Obama's plan, as I (I am sure poorly) understand it, tries to fill most of the coverage gaps while ostensibly allowing everyone to keep the insurance they already have. I guess that's a political necessity, but I'm not sure it's s a viable solution. If there is a public option that employers can choose that is cheaper than private, then companies will go public. Remember when HMOs came into fashion? Most of us working folk ended up with HMO insurance although technically, we all (our employers) had a choice as to what type of health insurance to purchase. I suppose the competition could drive the private insurers to offer more reasonable plans, but it also seems possible the private insurers would be obsolete.
What seems most likely is that we will end up with a two-tier system that is an incremental improvement on the present lack thereof. Professionals who demand premium perks will still get premium health coverage through their employers. So too will members of unions still powerful enough (and in industries still viable enough) to demand premium coverage.
It's true that those in the lower end of the earning spectrum will not be able to see a specialist. But they can't do it now. Crappy government insurance is presumably better than a trip to the emergency room. Those in the upper echelon will continue to enjoy the quality of care they already have. As long as we have rich people willing to pay, the service will be there for them.

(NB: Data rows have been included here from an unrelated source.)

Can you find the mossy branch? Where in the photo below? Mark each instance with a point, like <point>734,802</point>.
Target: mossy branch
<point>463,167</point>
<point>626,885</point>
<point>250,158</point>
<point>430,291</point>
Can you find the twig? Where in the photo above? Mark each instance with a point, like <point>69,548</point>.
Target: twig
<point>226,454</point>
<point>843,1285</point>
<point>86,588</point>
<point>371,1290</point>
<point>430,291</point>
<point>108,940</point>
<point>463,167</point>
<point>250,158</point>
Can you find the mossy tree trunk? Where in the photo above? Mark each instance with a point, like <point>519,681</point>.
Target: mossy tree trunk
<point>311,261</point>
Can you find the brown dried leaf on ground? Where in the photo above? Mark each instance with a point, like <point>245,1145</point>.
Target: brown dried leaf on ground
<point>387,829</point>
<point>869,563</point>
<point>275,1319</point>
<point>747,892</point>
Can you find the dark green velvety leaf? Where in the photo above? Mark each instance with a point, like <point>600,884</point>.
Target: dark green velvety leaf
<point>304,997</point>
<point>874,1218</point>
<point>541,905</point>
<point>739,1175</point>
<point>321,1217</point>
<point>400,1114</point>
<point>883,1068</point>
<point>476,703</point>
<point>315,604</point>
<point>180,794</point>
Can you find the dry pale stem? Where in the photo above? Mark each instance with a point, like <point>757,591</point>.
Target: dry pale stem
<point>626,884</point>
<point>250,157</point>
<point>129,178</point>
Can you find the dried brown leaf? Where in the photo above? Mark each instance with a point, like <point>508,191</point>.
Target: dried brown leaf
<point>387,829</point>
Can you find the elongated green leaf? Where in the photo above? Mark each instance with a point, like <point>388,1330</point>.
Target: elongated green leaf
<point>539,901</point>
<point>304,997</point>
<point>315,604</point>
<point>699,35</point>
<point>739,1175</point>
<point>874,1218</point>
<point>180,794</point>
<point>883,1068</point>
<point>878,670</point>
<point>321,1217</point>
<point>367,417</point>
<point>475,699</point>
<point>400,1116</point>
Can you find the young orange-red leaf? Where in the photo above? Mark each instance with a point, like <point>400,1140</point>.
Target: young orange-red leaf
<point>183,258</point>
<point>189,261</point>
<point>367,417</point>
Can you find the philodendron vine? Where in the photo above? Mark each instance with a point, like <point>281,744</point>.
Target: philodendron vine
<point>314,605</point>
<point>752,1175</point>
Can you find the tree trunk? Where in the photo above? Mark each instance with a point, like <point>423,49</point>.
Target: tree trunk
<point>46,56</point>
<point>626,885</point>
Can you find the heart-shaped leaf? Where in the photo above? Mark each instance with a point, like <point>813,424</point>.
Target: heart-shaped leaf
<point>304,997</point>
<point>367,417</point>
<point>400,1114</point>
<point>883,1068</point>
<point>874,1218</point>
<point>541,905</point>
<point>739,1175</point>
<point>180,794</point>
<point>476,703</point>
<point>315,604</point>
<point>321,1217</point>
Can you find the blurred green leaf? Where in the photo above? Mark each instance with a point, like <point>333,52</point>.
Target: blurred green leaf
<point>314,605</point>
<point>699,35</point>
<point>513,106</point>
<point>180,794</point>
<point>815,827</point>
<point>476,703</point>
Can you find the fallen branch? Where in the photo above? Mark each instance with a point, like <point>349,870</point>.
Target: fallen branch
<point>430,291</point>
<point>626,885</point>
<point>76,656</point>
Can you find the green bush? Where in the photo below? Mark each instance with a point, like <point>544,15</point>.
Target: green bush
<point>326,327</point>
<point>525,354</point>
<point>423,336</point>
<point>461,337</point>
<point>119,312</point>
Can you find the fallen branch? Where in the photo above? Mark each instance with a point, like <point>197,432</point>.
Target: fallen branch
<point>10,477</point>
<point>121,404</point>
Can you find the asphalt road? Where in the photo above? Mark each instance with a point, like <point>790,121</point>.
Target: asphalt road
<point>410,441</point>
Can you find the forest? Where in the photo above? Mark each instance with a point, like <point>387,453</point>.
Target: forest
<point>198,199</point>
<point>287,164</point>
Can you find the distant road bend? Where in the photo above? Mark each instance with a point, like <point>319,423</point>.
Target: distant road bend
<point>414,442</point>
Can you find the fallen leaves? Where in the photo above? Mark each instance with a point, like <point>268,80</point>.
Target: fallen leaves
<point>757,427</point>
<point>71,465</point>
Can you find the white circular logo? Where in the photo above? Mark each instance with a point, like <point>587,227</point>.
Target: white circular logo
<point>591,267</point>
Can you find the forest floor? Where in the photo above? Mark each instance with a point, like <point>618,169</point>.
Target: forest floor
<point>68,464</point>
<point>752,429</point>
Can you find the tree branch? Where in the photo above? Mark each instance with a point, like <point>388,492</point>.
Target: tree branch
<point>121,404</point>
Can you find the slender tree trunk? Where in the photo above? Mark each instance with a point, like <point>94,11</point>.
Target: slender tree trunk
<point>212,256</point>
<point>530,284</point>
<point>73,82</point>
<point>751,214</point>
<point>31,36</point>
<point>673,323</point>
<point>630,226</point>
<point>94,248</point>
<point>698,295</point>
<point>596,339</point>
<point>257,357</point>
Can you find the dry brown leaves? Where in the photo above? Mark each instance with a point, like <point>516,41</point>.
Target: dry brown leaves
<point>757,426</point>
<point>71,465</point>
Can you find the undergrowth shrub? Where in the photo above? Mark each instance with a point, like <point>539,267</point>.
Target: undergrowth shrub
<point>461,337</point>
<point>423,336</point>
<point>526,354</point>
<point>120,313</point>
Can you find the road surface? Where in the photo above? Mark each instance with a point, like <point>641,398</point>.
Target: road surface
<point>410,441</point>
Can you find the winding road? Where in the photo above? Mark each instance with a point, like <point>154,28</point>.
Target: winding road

So it seems to me that the present plan may decrease the quality of coverage for a portion of working people who receive coverage through their employers. But if the competition drives costs down, it could put more money in the workers' pockets' and keep their employers' financially healthier. Perhaps more small businesses would be able to provide healthcare as a benefit and more people will be covered overall. So while the individual quality might drop for some working people, the overall quality would spike dramatically by virtue of so many people going from uninsured to insured.
So we have a compromise healthcare bill. Of course. It's the only thing we could have. Obama is a law professor who comes out of the Chicago political machine. He knows how sausages are made. He knows the legislation game. It doesn't mean he'll win the game, but he seems to have a much better chance of succeeding than Clinton did.
I think the biggest question is: where is the funding coming from? New taxes. I support more taxes to achieve 100% coverage, but most people don't. We are a nation that demands reward without sacrifice. And, from the richest to the poorest, we want others to do well, so long as it doesn't impair us in the least.
Which brings me back to the title of this post: no one knows. We can know the basic premises and we can understand the basic contours of proposed reform, but the legislation is so complex, as is the universe it attempts to redress, that a layperson cannot begin to understand what the truth of the matter is. We are forced to rely on experts, pundits, and politicians, who overestimate their expertise, twist facts to meet their agendas, and lie outright for money and power.
So I am left with this (weak) conclusion: we need coverage for the poor in this nation. I am willing to swollow the bloat and inefficiency that must come with it, as part of a higher tax burden, and perhaps even lowered quality of my personal coverage, because this nay be the only chance for some time that any legislation, no matter how flawed, has a chance to pass. I also don't see how to overcome the insurance lobby and staunch opposition from free-marketeers without leaving private insurers largely intact. I don't see a better way in this political climate.
I hope that the present wrangling over the bill will improve it, though it seems to me that the more time the money has to pound away at the bill, the weaker it will get. I just hope something happens, and that the something that happens is even slightly better than the nothing so many have now.